Freud distingue ainsi deux dimensions du rêve : le contenu manifeste (ce que l’on voit dans le rêve) et le contenu latent (ce que le rêve signifie vraiment). Le contenu latent, ou les pensées du rêve, est produit par deux mécanismes : la condensation et le déplacement. La condensation permet à une image onirique de représenter plusieurs désirs inconscients, lesquels sont compressés dans une seule image. Le déplacement modifie l’inconscient en lui substituant des images connexes, apparemment dénuées de sens. Condensation et déplacement travaillent de concert à la formation du rêve. Si le rêve nous dissimule nos plus intimes désirs alors que notre degré de vigilance est amoindri par le sommeil, c’est par l’effet de ce que Freud appelle la censure. L’analyse de rêve d’enfant permet de se faire une bonne idée des fonctions du rêve. Moins concerné par le refoulement qu’un adulte, l’enfant voit dans ses rêve l’accomplissement de désirs issus de la journée précédente.

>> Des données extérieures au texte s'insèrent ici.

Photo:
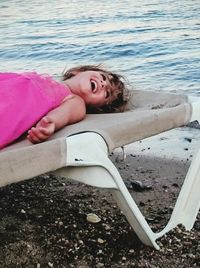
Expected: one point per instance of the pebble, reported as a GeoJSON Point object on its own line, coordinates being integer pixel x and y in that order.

Freud distingue trois types de rêves : les rêves représentant un désir non voilé et non refoulé, les rêves qui expriment un désir refoulé (la majorité de nos rêves) et les rêves qui représentent un désir insuffisamment refoulé. Dans ce dernier cas, le sentiment de peur, d’angoisse, accompagne souvent le rêve, qui peut échouer dans sa fonction de gardien du sommeil, pouvant ainsi nous réveiller. C’est le cas des cauchemars.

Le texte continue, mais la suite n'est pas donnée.